Hardware caches operate on the same principle as virtual memory. Pages of memory reside on disks, whose access time is much larger than that of physical or main memory. To reduce average access time, a virtual memory system (operating system software, often with microcode or hardware support) keeps copies of the most recently referenced pages in main memory. When memory is updated, a disk page becomes out-ofdate or *stale*. Users never access stale data, because the virtual memory system directs references to the memory copy when one exists and always updates the disk page before the memory copy is replaced.

Uniprocessor caches function like virtual memory, except that the faster level of storage is the cache (usually fast, static RAM), while the slower level is main memory (usually large, dynamic RAM). Cache pages are called blocks or lines, and cache management is handled totally by hardware. Figure 2 shows the structure of a typical cache.

A multiprocessor with per-processor caches is more complex, because data also becomes stale when another processor updates it. Consider the case in which processor 1 has updated a cache block, but not main memory; processor 2 does not have a copy of this block; and then processor 2 references the block. Some mechanism must ensure that processor 2 receives the updated copy from processor 1's cache, not stale copy from main memory. Otherwise, a programmer's model of a shared, cache-less memory is compromised. This mechanism is called a *cache-coherence protocol*.

For computers with more than four processors, the first commercial systems with cache-coherence protocols connected processors and main memory through a single, shared bus. A bus simplifies the coherence protocol by providing inexpensive, atomic broadcasts. Multiprocessors with a bus exploit this capability by having all processors (actually the processors' cache controllers) monitor bus transactions. When a transaction affects a location in a processors cache, the controller updates the cache, places data on the bus, or both.

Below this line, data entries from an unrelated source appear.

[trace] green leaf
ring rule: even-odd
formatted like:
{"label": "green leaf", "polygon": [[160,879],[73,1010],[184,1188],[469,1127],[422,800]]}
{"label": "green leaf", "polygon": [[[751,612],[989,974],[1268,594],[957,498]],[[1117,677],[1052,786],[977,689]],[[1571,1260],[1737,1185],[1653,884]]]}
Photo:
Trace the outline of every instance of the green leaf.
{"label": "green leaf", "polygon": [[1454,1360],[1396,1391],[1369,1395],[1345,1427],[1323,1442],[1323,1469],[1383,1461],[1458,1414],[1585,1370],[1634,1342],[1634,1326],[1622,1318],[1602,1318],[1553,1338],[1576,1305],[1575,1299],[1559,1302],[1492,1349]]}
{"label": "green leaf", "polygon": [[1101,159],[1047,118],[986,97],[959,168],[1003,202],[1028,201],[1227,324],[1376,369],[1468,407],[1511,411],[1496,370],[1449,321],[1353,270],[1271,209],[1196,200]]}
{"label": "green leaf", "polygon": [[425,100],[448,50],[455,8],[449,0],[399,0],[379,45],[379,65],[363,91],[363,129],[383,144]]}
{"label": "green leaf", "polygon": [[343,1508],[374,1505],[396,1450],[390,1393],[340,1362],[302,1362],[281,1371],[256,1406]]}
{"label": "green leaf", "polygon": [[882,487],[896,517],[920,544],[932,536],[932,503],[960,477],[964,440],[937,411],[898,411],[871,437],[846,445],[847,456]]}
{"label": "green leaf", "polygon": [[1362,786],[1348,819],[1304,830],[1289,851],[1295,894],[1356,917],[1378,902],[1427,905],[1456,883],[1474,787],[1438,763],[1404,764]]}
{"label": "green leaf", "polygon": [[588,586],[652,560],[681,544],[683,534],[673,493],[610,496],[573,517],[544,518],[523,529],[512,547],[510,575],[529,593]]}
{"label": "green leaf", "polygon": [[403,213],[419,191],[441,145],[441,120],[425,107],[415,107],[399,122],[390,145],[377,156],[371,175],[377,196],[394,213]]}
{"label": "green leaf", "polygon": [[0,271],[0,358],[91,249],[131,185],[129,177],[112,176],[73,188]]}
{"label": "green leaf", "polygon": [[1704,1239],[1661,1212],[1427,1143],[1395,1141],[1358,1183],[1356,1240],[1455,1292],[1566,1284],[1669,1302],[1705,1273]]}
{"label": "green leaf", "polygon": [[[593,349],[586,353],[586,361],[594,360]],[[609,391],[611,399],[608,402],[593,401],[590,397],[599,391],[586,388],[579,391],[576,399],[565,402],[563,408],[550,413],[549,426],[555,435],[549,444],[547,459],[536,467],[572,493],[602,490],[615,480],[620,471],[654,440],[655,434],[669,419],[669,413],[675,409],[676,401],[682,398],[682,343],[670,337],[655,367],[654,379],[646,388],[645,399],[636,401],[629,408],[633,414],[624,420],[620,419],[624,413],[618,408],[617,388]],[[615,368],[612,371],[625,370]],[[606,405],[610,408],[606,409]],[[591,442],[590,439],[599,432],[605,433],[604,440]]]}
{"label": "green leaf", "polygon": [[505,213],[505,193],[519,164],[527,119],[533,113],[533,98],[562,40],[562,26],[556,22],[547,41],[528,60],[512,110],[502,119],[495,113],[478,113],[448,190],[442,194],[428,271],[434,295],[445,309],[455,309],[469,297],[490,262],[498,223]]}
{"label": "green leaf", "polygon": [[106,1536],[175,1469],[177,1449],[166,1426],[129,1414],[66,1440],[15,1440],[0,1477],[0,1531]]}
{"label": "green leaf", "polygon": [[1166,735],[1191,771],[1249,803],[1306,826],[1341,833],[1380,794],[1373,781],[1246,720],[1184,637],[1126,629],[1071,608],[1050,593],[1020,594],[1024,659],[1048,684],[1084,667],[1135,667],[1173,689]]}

Bus-based cache-coherence protocols can be classified as *write-invalidate* or *write-update* [4, 6]. Writeinvalidate protocols guarantee that there exist either: (1) no cached copies of a block, (2) one or more readonly copies, or (3) one read-write copy. Bus transactions maintain this invariant. The protocols are called writeinvalidate because a processor wishing to write a block invalidates all read-only copies. Figure 3 illustrates a simple write-invalidate protocol. Most of these protocols' overhead is due to invalidate operations and the subsequent cache misses incurred by other processors when they re-reference invalidated blocks.

Write-update cache-coherence protocols allow multiple read-write copies, but require that each update be broadcast, preventing the existence of stale copies. These protocols usually contain a mechanism allowing a writing processor to determine that no other cache copies exist, so subsequent writes need not be broadcast. Write-update protocols increase the cost of all writes to shared blocks, but eliminate the rereference misses of write-invalidate protocols.

The obvious bandwidth limitations of a single, shared bus have led researchers and hardware designers to investigate cache-coherence protocols on more general interconnection networks. On these networks, broadcasts are expensive and often non-atomic. Many broadcasts can be avoided by adding a level of indirection. Instead of issuing a broadcast request to all processors, a protocol can look at a known location, called a directory entry, to get pointer(s) to a block's cached location(s). The protocol can then communicate directly with the processors that have copies of a location. Agarwal et al. extend a write-invalidate protocol to this type of computer [2]. Contrary to wide-spread belief, access to directory entries does not introduce a centralized bottleneck since entries for different blocks can be in different places. Write-update protocols appear less amenable to multiprocessors with general interconnection networks, because updates are difficult to propagate atomically and efficiently.